Il lavoro con altri economisti (Stiglitz e Fitoussi) per l’ individuazione di nuovi indicatori di benessere, che superino il Pil, si basa sulla impossibilità di affidarsi alla sola misurazione della felicità soggettiva?

«È proprio così. Infatti ho molti dubbi che la felicità individuale sia un buon indicatore del benessere (well-being) delle persone. Come detto, la metrica utilitaria basata esclusivamente sulla felicità può essere molto ingiusta nei confronti di coloro che sono sistematicamente deprivati. Ad esempio, per coloro che si trovano agli ultimi posti delle nostre società stratificate, minoranze oppresse in comunità intolleranti, e cioè i disoccupati e i precari che vivono in un mondo con grandi incertezze, lavoratori sfruttati in contesti industriali, o casalinghe sottomesse in culture sessiste. Certo, grazie alla loro capacità di adeguarsi alle condizioni di vita, riescono a sopravvivere, ma questi adattamenti distorcono le valutazioni soggettive della felicità di queste persone. Nella valutazione delle condizioni di vita e di benessere delle persone più povere della società, gli indicatori di felicità ci dicono molto meno di altri indicatori sulle condizioni oggettive di deprivazione e mancanza di libertà. Essere riconciliati e contenti con i propri svantaggi, è cosa ben diversa dal non avere questi svantaggi».

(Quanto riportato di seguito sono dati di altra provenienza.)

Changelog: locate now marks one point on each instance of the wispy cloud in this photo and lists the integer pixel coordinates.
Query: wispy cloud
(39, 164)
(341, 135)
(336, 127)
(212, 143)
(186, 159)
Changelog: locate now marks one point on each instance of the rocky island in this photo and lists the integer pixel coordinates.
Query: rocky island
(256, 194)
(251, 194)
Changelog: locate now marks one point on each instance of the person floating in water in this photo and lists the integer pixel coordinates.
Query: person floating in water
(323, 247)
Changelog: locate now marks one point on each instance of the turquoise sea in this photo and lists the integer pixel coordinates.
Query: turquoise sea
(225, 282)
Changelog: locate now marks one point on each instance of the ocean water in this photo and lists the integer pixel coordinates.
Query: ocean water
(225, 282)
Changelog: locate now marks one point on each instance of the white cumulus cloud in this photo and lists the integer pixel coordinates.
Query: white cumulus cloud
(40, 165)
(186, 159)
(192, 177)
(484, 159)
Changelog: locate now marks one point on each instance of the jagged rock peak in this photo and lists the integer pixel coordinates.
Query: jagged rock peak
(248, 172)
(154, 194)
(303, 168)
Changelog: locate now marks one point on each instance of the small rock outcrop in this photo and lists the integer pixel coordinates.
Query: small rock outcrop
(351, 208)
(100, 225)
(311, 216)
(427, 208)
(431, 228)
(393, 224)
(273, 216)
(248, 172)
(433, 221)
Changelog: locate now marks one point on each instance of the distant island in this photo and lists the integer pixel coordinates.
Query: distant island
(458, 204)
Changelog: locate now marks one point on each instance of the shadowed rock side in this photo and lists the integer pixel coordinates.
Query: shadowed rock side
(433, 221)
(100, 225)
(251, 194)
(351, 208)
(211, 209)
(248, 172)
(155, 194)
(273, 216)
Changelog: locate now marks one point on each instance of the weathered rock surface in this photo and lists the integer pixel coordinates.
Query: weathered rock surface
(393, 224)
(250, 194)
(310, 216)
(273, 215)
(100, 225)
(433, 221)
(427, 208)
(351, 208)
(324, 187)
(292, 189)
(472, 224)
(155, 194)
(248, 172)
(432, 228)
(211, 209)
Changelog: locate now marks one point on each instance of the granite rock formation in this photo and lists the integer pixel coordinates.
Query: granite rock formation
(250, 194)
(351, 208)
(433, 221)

Per lei, professor Sen, in linea con Aristotele e tutta la tradizione classica dell’etica delle virtù, la “vita buona” si misura dunque sulla base di quanto la gente “fa e può fare”, non in base a che cosa “sente”. Come a dire che le moderne democrazie hanno bisogno di più indicatori di benessere (incluso il Pil), poiché qualunque riduzione ad un solo indicatore, compreso un indicatore di felicità, mette sempre in pericolo la democrazia e la libertà.

«Sì, credo che anche gli indicatori basati sulla felicità siano molto problematici, perché fanno commettere errori gravi a danno delle persone più
svantaggiate della società. E come ho avuto modo di scrivere nel mio ultimo libro, L’idea di giustizia: “Non c’è bisogno di essere Gandhy (o Martin
Luther King o Nelson Mandela o Aung San Suu Kyi) per comprendere che gli obiettivi e le priorità di una persona possono andare ben al di là
degli angusti confini del ben-essere e della felicità individuale”».

Vorrei chiudere con la frase di Dante con cui ha aperto la sua conferenza all’Auditorium della musica di Roma alla presenza di oltre 700 persone (quelli che hanno trovato i biglietti): «O gente umana, per volar su nata, perché a poco vento così cadi?» (Purgatorio, XII).

«In effetti, la domanda di Dante è molto importante. È grande il contrasto tra le grandi cose che gli esseri umani possono raggiungere, e le esistenze così povere e limitate che molti uomini e donne finiscono per vivere. Le potenzialità degli esseri umani – di condurre una vita buona, di essere contenti e felici, di essere liberi – sono molto maggiori di quanto riusciamo, concretamente a realizzare».

Se il compito dell’economista, almeno di quelli come Sen, fosse quello di studiare per contribuire a ridurre gli ostacoli oggettivi e soggettivi che ci
impediscono di esprimere al meglio le nostre potenzialità, allora fare l’economista sarebbe un buon mestiere.